It was good. It was really good – but what did the first November Masters lack? A few thoughts…
The 5 Best And 5 Worst Things About The Masters 2020
Finally we got our 84th Masters. And it was good, really good. Sure, Dustin Johnson could have made it a bit more exciting for the neutrals by dumping a ball or two in Rae’s Creek, but he never really looked like coming unstuck.
This year’s tournament provided another enthralling four days, with its usual number of fascinating stories and subplots – but how did we rate the first November Masters?
We offer a few thoughts with the 5 best and 5 worst things about The Masters 2020.
The 5 Best Things About The Masters 2020
We got a big-time champion
We all have a mental checklist of who we’d like to see win the Masters and therefore get to see come back year after year. Given their records at Augusta Greg Norman and Ernie Els always are always sadly conspicuous by their absence and it’s always good to tick off the big names.
Dustin Johnson is now halfway to a career Grand Slam and is no longer in the one-major club which was a ridiculous place for him to be given his skills. Now we can joke about his Champions Dinner in April – sandwiches all round – but he’s part of the Augusta furniture forever more and, when he’s old and grey, he’ll still be strutting into the dinner on the Tuesday night.
The 13th and 15th held up
The par 5s are always going to rank as the easiest holes – they were ranked 2nd (18), 8th (15), 13th (16) and 15th (17) – but they weren’t the pushovers that we were led to believe when listening to Bryson DeChambeau’s yardages in practice. One of the abiding memories of 13 was the American getting into all sorts of bother behind the green on Thursday when a 7-iron from the pine straw didn’t behave itself. We hear so much about a new tee there but, for this week at least, it stood up to the modern game.
Likewise the 15th as the water behind the green played as much a part of things, helped by some new-found rough skirting the fairway, as its more-famous sibling at the front of the green.
The Masters website and App
Back in the day we used to watch the very odd shot on the front nine before tucking into the back nine. These days we can watch every shot going. We had this in 2019 and it was a stunning addition to our viewing habits and it continued to be our faithful ally throughout four long days. There’s a lot of money behind the Masters but even still this is a fantastic addition to any major and, this year, we also had drone footage to give us an idea of the scale and routing of the place.
Even the most dedicated Masters aficionado should have learnt something about Augusta this year.
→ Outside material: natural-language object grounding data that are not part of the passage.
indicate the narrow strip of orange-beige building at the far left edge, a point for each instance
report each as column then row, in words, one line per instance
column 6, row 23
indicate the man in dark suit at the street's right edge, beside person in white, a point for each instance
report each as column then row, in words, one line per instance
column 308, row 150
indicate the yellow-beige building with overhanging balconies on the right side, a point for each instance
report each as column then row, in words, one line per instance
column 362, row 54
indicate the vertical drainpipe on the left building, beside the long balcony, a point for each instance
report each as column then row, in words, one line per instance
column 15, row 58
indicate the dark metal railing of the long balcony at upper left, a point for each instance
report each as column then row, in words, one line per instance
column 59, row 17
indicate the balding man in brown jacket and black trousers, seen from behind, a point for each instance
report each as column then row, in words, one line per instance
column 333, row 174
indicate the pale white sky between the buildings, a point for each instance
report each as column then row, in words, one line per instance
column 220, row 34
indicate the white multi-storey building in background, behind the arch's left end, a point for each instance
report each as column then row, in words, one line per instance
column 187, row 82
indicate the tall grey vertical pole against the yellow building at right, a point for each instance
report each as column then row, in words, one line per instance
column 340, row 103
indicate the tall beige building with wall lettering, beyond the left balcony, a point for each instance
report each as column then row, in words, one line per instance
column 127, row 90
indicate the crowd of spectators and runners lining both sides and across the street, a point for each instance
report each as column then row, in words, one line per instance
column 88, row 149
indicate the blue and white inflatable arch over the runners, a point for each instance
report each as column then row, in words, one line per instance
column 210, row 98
International golf is in a great place
Early in the week Cameron Smith was confused with one of the amateurs, come the end of it he made Masters history by becoming the first player to shoot in the 60s for all four rounds. There’s always a bit of snobbishness towards non-American players which isn’t helped by the biennial defeat to the Americans in the Presidents Cup.
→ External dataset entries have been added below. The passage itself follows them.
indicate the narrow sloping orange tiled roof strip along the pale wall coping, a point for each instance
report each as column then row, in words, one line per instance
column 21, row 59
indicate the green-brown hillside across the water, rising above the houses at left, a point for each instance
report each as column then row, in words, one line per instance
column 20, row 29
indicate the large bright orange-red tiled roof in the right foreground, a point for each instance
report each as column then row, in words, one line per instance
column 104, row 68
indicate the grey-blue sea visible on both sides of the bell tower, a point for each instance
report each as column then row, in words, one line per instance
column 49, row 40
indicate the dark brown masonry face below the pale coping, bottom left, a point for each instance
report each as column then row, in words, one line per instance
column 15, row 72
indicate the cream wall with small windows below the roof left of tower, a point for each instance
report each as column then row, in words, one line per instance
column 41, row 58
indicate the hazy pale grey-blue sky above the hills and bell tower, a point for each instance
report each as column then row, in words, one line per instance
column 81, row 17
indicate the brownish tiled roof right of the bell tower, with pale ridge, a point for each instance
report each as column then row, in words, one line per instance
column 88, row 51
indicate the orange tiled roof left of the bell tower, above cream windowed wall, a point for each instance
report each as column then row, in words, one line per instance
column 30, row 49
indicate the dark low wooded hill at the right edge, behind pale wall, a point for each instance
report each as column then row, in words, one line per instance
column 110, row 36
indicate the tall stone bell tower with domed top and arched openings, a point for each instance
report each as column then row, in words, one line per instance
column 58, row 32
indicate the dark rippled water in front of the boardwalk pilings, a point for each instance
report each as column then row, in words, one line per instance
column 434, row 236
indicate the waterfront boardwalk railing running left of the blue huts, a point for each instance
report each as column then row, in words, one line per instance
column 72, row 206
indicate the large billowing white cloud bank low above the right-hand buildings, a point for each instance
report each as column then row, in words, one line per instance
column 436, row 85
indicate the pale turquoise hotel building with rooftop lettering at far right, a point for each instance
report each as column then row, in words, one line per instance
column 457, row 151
Then you get to watch Smith and Sungjae Im, both tied second, play for four days on the grandest stage and opinions quickly change. You might have won on the PGA Tour but this is the Masters and now we’ll take you seriously. It was also a cracking week for Dylan Frittelli, CT Pan and Abraham Ancer.
God bless Bernhard Langer
The man is a phenomenon. People talk about bodies breaking down in their 40s but the German is now 63. This was a slog of a course and a week hampered by the weather and he emerged from it with a three-under total.
In his first round he hit a wooden club 23 times and was still round in 68. In round three he had to watch Rory McIlroy thump it 80 past him, on Sunday he had Bryson DeChambeau for company – he outscored him 71-73.
This was an education in grit and course management and, for someone who has had countless battles with the yips, he finished the week in T5 for putting.
The 5 Worst Things About The Masters 2020
The Rain Delay
It required a huge effort to get the job done in four days, and Augusta National deserves huge credit for that.
When you have quick turnarounds and two-tee starts, however, a lot of the build-up and anticipation is lost.
No-one’s fault, just Mother Nature.
Yes, yes, play the ball as it lies and all that, but the pre tournament rain rather made getting a mud ball a bit of a lottery at times.
We were never likely to see lift, clean and place at Augusta National, were we, but would it have been so bad?
As annoying as they are with their little chairs and happy faces, how this year’s Masters missed those famous roars that reverberate around the pines and help make it such a special tournament.
Next year, maybe.
The foliage, sadly, just wasn’t as beautiful in November.
Augusta still looked glorious, it does even when there’s snow on the course. However, roll on April when all the brilliant colours will return.
A Back-Nine Scrap
The 2020 Masters won’t be remembered as a classic. Dustin Johnson spoilt things – at least for the neutrals.
It’s a compliment, of course, for he was excellent.